By the early 1980s, K2 was “hot” in mountaineering circles. Four expeditions focused on the mountain in 1982, four again the following year, and four in 1985. In 1986, Pakistan at last opened the floodgates. That year, no fewer than eleven separate parties would congregate on the slopes of K2.

Meanwhile, in the years from 1978 through 1985, the mountain witnessed six more fatalities. There was Nick Estcourt from the British team in 1978, buried by an avalanche. The next year, two Pakistanis died, one of a heart attack, one by falling into a crevasse. In 1982, a Pole also died of a heart attack, and a Japanese climber fell on the descent after reaching the summit by a new route, the north ridge. And in 1985, a Frenchman died on the descent of the Abruzzi Ridge.
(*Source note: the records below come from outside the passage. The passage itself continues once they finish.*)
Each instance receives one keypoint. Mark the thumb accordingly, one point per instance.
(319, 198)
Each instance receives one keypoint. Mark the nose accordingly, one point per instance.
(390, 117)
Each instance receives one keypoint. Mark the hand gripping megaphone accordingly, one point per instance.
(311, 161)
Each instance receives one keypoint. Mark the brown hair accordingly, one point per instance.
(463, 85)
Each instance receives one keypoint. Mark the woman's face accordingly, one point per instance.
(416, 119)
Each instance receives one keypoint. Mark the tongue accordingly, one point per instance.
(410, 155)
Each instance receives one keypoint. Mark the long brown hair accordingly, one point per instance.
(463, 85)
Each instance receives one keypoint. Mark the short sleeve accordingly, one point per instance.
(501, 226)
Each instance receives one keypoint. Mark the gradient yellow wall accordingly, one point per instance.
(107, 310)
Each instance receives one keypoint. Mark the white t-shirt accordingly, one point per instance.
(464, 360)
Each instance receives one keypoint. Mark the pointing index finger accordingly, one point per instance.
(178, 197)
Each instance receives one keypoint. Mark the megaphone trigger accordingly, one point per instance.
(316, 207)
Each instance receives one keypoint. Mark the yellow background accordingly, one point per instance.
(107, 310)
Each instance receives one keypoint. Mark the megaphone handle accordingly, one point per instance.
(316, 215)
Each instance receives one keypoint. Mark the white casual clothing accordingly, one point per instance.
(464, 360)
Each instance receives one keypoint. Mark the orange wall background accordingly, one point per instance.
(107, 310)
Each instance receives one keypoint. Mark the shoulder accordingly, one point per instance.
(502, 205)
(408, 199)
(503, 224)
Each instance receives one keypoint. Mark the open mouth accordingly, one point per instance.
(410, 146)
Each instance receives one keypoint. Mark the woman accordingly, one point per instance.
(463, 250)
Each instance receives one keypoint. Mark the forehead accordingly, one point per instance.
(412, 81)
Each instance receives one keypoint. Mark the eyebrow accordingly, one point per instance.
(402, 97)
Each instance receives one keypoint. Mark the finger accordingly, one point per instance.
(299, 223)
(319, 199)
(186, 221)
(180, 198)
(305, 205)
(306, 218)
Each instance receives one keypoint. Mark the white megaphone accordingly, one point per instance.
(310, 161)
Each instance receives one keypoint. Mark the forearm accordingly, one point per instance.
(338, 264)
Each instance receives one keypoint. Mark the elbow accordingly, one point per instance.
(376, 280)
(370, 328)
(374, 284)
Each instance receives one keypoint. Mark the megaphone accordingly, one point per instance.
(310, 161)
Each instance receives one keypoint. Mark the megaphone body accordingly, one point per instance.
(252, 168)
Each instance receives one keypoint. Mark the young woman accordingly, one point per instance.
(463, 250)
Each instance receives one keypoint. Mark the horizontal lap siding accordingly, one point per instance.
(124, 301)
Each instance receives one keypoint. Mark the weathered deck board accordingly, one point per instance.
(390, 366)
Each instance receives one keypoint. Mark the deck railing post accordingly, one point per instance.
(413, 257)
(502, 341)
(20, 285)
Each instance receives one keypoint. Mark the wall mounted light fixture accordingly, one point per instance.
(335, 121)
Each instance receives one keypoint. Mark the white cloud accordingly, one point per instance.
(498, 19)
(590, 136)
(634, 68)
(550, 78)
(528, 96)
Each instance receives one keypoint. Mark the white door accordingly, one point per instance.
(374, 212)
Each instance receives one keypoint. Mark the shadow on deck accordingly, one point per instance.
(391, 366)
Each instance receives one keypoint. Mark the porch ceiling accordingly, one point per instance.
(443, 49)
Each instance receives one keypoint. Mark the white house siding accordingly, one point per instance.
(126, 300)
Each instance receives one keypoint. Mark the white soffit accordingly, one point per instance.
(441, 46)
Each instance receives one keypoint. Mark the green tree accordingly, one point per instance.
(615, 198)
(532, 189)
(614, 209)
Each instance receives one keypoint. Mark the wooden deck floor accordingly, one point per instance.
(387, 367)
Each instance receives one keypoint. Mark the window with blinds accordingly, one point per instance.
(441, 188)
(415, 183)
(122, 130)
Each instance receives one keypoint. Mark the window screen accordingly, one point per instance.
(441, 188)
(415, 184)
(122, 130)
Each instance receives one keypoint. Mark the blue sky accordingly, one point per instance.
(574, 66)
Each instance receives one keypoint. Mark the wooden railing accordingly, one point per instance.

By the end of 1985, then, thirty-nine men (but no women) had reached the summit of K2, while twelve had died trying. With the summer of 1986, that ratio would become much worse.

There were two American teams on K2 that year. One of the ironies in my life that I’ll never stop thinking about is that I was invited on one of those two expeditions, before I’d ever been anywhere in the Himalaya
or the Karakoram. In 1986 I was twenty-six years old, in my fourth year of guiding during summers at Rainier Mountaineering, Inc. (RMI), but during the school year I was getting my doctorate in veterinary medicine at Washington State University. One of my RMI colleagues was a guy named John Smolich who’d been to Everest in 1984. John was a phenomenally strong climber, but he came across as soft-spoken and gentle. I really respected him.
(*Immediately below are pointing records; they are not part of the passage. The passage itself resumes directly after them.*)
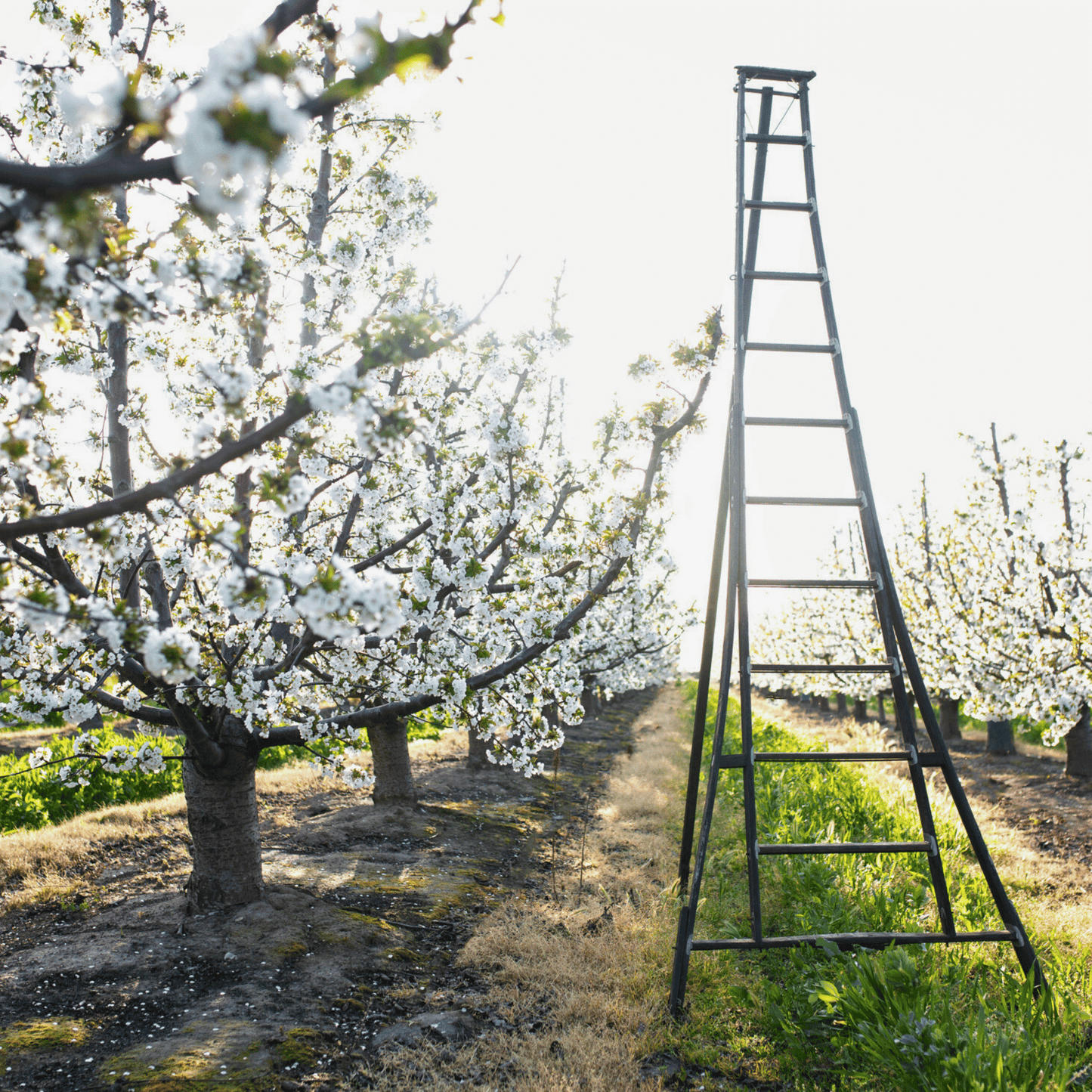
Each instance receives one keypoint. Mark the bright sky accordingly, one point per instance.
(951, 169)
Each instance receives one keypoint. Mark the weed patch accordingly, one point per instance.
(915, 1019)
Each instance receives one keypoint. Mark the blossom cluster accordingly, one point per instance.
(998, 595)
(421, 533)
John was the leader of an eight-man team from the Pacific Northwest. They were superambitious: instead of the classic Abruzzi Ridge, they were aiming at the beautiful, unclimbed route on the south face that Reinhold Messner had called the “Magic Line.” Sometime that winter, John invited me to join the team. Andy Politz, another RMI guide, was also on board. He was an even closer buddy, the guy I’d bailed off Rainier with in a winter storm, when I survived the only unplanned bivouac of my life. Andy and I had also invented our “load wars”—an ongoing competition to see who could carry the most groceries to Camp Muir while guiding clients. And in 1983, Andy and I had served as junior guides under Phil Ershler on an RMI-led ascent of Denali—my first expedition ever.

I was deeply flattered to be invited to K2, and sorely tempted. There was no way, however, that I could skip out of my summer externship at Washington State. With great regret, I turned down the invitation.

The Americans had been at base camp for only three weeks when, on June 21, Smolich and teammate Alan Pennington started up the approach gully at the base of the Magic Line. Almost immediately, at 5:30 in the morning, they heard a loud roar. Morning sun striking the face had dislodged a huge boulder thousands of feet above. (That boulder had been considered so stable that on a previous foray up to Camp II, some of the team members had anchored a fixed rope to it.) The boulder started careening down the route. When it hit the top of the approach gully, it triggered a 15-foot fracture line that set loose a massive avalanche. Smolich and Pennington tried to run for it, but they didn’t have a chance, and they were engulfed in tons of snow and ice debris.

Their teammates dug out Pennington, but it was too late to save his life. John’s body was never found. After burying Pennington near the Gilkey-Puchoz memorial, the rest of the team abandoned the expedition and headed home.